Former minister's energy scheme claims 'outrageous' - DUP
A former DUP minister has claimed he was prevented from clamping down on a botched renewable energy scheme because two of his party's special advisers "have such extensive interests in the poultry industry".
The explosive allegations were made in the Assembly by DUP rebel Jonathan Bell, who was suspended from the party in December for speaking to the press about the scandal without party permission.
Mr Bell, who succeeded Arlene Foster as minister at the Stormont department that set up the RHI scheme, made his claims under Assembly privilege.
He said: "The very first piece of information given to me in a ministerial office, by DUP party officer appointed special adviser Timonthy Cairns, was that you will not be allowed to reduce the tariff on this scheme because Timothy Johnston, special adviser to the then First Minister, and John Robinson, at that time director of communications to the DUP and now the special adviser to the economy minister, had such extensive interests in the poultry industry.
"'Minister, this is not being allowed on your agenda'."
Mr Bell also claimed that an instruction was sent out by DUP special advisers to stop him from being called to give evidence to the Public Accounts Committee about the scheme.
In response, the DUP branded Mr Bell's allegations as "outrageous, untrue and unfounded".
A party statement said: "Following unsubstantiated allegations made by Jonathan Bell in the Assembly chamber under the cover of privilege, we wish to point out that:
"1. Timothy Johnston has no interests whatsoever in the poultry industry and does not benefit or have any family members who applied to or benefit from RHI.
"2. John Robinson has no personal interest in the poultry industry. His family home farm have chicken houses but are not part of the RHI scheme and never have been recipients or applicants.
"These are outrageous, untrue and unfounded allegations are nothing short of mud-slinging."
Mr Bell and senior DUP figures, including leader Arlene Foster, are at odds about the chain of events that led to cost controls being introduced into the widely over-budget scheme and its ultimate closure.
The Strangford MLA made his claims during an Assembly debate at which economy minister Simon Hamilton faced growing pressure to publish the names of the beneficiaries of the scheme.
As Mr Hamilton presented a draft plan to cut the costs of the scheme, he was met with demands from MLAs to disclose details of those in receipt of payments.
Finance Minister Mairtin O'Muilleoir said: "The names of the beneficiaries should be published now.
"There are many questions hanging over this scheme in relation to people milking and scamming this system."
He added that Mr Hamilton's proposal "slows the runaway train that is RHI but it doesn't stop the debacle."
"The lack of honesty in dealing with the public has been disrespectful and shameful," said Mr O'Muilleoir.

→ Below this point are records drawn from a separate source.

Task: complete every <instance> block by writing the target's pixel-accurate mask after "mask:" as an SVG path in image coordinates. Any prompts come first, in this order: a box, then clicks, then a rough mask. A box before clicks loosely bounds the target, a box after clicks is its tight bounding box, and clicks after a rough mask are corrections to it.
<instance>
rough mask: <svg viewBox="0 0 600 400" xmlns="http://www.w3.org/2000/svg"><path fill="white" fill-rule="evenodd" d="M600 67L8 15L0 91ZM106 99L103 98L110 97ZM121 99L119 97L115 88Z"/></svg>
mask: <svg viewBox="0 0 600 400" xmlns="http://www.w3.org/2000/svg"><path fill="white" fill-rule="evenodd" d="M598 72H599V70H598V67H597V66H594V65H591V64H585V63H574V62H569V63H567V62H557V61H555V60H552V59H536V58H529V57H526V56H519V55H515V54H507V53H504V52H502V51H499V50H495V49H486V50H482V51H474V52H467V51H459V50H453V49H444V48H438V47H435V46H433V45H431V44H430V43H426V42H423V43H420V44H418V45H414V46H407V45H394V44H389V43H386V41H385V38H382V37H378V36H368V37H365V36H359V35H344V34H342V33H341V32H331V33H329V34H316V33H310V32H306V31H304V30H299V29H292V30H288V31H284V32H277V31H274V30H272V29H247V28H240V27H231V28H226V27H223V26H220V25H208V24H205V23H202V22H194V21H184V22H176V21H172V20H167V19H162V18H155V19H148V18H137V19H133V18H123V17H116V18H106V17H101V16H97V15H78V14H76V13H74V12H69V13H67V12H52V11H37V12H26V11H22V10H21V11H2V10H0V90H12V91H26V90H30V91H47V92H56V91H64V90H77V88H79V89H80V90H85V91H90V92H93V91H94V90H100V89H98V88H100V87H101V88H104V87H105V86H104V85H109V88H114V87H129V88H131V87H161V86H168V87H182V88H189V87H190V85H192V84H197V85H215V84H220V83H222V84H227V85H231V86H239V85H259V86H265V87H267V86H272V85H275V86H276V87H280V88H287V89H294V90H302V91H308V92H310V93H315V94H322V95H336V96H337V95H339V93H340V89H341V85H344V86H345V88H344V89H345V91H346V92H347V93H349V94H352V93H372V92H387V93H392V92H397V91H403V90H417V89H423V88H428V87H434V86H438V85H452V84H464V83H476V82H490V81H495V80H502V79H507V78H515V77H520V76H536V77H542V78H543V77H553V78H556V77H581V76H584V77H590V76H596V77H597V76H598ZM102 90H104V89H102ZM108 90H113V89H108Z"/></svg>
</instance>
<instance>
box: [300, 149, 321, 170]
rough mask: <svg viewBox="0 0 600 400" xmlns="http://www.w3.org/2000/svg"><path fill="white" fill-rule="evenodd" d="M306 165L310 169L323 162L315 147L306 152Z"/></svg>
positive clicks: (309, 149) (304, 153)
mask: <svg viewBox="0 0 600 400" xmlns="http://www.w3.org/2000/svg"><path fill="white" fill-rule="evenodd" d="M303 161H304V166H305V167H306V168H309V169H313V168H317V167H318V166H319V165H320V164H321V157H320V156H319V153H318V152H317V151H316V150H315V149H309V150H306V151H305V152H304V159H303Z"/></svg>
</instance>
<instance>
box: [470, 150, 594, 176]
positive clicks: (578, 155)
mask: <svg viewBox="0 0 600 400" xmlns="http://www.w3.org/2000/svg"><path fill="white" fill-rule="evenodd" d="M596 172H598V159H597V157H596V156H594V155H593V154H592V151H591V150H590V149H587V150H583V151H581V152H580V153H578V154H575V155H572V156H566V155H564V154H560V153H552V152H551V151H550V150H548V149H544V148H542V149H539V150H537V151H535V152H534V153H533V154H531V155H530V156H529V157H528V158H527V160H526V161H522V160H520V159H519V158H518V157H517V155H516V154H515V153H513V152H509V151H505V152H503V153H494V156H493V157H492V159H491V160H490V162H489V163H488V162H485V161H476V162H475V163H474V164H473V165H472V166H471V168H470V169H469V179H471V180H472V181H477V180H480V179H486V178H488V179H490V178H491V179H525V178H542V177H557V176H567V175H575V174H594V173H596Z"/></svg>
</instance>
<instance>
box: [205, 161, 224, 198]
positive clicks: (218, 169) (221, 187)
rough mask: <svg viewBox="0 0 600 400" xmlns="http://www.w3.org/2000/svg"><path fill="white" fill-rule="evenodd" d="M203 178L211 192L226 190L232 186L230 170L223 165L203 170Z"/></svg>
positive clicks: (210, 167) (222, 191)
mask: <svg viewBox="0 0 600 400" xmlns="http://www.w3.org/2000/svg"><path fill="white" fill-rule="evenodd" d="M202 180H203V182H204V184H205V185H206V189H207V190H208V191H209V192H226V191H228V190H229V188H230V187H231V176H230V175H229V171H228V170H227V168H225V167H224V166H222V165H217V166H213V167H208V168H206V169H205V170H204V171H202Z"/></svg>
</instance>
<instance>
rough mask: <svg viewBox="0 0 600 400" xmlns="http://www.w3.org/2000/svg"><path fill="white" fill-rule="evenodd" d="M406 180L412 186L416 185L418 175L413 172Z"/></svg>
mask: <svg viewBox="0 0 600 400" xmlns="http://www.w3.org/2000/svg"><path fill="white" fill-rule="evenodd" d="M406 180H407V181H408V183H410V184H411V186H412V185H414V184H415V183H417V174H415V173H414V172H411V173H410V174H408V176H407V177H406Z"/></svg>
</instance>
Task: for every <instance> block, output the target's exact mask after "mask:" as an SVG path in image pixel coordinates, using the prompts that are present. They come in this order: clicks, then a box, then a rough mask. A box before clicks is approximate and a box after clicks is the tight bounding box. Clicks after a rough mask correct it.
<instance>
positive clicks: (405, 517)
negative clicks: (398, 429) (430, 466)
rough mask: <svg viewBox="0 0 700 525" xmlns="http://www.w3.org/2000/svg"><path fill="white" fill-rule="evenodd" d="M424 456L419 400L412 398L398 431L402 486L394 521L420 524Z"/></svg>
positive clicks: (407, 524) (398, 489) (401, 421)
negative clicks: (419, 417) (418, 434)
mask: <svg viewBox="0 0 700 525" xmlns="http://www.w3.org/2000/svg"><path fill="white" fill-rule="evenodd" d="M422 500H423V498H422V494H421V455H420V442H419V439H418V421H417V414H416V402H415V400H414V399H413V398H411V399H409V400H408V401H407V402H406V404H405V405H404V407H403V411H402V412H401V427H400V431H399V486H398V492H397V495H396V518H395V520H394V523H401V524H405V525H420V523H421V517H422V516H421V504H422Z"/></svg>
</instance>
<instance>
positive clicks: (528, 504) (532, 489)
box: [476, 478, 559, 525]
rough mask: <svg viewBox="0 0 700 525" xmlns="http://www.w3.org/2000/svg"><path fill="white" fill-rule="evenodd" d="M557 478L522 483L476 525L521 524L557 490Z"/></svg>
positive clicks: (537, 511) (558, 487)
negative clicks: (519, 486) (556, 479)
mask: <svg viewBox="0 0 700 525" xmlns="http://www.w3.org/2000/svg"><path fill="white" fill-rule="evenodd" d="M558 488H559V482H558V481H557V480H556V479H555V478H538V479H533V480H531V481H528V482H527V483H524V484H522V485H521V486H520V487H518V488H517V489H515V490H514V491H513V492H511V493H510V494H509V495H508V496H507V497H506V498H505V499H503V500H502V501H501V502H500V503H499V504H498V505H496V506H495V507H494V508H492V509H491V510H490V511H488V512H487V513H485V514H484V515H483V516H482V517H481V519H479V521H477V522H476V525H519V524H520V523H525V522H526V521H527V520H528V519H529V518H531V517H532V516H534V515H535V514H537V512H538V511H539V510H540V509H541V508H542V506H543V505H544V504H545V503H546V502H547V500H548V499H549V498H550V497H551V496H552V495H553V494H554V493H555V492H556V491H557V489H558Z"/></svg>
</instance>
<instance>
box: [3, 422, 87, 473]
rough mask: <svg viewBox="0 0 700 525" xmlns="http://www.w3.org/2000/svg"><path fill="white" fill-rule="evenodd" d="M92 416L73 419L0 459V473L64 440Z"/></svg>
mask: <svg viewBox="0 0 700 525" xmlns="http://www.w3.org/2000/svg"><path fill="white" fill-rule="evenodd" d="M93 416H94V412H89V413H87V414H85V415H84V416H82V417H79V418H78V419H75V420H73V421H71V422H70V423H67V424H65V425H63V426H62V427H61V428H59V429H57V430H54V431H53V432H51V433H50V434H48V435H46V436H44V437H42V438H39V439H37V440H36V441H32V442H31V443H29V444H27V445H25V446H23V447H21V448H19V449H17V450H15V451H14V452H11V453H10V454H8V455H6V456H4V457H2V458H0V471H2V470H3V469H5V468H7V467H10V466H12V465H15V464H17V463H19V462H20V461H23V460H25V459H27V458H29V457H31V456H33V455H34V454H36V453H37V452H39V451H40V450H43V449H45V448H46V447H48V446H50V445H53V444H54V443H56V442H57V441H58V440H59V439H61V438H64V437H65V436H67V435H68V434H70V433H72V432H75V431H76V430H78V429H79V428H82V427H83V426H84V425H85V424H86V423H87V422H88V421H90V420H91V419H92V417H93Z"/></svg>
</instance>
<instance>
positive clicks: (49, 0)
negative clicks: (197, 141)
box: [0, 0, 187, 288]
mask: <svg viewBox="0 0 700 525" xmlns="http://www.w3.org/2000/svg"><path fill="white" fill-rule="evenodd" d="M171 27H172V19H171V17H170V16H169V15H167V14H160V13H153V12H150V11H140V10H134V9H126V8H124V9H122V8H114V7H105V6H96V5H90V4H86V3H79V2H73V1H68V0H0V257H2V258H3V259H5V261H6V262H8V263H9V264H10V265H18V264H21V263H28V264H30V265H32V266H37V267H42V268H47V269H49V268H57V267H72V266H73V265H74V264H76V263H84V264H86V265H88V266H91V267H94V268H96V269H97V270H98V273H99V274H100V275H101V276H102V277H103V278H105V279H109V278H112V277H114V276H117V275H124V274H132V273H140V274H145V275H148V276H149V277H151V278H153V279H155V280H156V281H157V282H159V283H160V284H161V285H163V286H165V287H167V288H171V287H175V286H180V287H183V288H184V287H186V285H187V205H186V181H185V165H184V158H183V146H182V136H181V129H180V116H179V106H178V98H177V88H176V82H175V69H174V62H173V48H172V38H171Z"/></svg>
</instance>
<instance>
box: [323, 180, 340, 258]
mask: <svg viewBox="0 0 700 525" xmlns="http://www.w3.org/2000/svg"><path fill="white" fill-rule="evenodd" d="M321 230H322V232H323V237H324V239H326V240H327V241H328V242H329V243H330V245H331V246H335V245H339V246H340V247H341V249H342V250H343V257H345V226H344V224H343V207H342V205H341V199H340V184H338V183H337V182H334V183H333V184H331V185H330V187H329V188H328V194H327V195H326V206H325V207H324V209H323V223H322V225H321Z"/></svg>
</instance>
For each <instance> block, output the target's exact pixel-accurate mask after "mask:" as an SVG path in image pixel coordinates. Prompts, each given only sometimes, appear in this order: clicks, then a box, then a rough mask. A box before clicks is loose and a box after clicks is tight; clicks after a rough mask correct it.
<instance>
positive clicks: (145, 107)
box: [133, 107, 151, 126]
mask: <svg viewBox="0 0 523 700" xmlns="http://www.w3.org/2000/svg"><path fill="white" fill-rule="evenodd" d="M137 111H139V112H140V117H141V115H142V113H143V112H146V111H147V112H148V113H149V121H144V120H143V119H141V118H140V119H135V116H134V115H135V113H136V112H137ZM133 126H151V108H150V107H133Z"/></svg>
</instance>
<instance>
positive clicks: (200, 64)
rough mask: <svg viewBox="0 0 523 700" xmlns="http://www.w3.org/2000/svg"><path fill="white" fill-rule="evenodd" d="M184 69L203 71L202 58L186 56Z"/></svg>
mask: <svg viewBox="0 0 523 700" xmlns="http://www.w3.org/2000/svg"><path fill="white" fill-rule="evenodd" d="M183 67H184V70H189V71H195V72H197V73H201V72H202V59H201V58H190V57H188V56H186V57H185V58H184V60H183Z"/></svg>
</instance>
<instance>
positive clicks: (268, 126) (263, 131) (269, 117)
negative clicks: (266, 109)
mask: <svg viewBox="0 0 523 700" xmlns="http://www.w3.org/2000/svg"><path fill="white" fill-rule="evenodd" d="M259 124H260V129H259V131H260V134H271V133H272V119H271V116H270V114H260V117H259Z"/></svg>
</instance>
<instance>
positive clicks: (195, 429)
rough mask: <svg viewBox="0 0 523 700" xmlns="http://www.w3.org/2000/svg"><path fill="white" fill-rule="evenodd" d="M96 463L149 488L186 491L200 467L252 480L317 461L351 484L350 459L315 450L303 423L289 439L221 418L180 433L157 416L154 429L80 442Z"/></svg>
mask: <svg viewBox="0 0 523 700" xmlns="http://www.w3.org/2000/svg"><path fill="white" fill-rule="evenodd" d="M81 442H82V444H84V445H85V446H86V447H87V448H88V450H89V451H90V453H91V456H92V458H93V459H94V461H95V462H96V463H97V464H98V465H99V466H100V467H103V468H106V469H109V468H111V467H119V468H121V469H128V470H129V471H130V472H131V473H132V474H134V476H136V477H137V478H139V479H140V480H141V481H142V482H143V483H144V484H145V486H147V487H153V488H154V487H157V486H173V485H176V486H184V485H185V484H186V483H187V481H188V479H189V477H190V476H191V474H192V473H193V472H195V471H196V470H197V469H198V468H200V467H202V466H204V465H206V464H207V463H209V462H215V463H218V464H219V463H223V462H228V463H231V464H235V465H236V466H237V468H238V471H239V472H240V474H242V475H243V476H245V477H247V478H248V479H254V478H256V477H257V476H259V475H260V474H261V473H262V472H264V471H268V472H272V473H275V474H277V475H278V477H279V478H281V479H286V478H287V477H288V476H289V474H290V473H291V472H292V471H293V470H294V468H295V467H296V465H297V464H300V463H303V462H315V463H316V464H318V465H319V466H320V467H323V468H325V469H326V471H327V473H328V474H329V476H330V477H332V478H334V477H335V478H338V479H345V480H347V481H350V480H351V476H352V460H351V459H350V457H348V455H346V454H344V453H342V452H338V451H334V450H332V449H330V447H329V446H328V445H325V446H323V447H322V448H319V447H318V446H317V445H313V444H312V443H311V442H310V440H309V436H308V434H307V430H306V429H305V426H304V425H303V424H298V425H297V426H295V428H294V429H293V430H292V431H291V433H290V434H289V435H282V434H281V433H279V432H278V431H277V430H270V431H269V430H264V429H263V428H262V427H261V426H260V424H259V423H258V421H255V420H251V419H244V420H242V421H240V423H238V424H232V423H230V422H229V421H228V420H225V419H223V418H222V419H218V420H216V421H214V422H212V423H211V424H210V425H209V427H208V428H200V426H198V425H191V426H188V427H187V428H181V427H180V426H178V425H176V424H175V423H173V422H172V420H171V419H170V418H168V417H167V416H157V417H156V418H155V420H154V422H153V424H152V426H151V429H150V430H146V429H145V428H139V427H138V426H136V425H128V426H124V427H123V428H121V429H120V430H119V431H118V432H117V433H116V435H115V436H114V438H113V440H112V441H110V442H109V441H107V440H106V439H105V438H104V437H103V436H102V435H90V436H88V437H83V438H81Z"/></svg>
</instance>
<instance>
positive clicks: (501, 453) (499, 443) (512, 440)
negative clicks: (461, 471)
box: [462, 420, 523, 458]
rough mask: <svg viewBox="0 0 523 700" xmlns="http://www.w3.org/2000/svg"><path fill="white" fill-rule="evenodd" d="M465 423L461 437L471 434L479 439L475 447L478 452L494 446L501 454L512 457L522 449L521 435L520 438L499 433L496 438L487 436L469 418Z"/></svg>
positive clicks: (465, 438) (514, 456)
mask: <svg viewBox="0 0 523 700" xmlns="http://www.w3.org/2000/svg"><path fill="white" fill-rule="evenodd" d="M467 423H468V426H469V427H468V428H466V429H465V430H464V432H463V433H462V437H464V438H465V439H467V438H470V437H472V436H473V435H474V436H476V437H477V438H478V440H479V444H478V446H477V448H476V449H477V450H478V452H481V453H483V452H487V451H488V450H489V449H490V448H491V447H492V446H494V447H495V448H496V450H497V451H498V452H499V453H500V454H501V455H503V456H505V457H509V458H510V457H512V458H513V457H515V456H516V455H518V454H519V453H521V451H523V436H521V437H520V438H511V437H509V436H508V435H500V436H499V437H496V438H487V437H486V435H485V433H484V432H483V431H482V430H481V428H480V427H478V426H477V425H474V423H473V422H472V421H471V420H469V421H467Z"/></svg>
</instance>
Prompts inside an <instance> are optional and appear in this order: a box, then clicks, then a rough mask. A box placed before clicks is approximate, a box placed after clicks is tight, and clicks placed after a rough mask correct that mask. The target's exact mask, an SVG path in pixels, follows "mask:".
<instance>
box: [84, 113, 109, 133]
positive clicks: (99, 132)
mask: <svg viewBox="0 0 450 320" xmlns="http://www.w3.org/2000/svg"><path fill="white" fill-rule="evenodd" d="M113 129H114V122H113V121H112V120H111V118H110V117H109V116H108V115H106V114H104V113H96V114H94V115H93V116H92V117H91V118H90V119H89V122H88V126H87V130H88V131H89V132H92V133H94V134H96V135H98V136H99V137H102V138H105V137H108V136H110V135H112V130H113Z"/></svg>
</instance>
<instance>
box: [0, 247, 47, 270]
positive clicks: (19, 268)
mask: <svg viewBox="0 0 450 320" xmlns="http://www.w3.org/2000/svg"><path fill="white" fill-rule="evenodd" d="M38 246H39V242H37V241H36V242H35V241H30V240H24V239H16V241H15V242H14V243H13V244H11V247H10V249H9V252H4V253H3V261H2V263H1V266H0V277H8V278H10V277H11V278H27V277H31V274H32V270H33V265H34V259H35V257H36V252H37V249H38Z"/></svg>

Ulster Unionist Steve Aiken told the Assembly that the Department for the Economy did not publish a list of beneficiaries on Friday after the threat of injunction.
He added that the RHI scheme is causing a "burden of £85,000 a day" on the Northern Ireland budget and that the scheme "has become a veritable bonfire of DUP vanities".
The SDLP's Claire Hanna demanded to know what legal advice the Department for the Economy received when the decision was taken to withhold the names.
Alliance MLA Stephen Farry added: "The public interest lies in that transparency."
Earlier, Mr Hamilton said his proposal to cut the cost of the RHI scheme was the only opportunity available.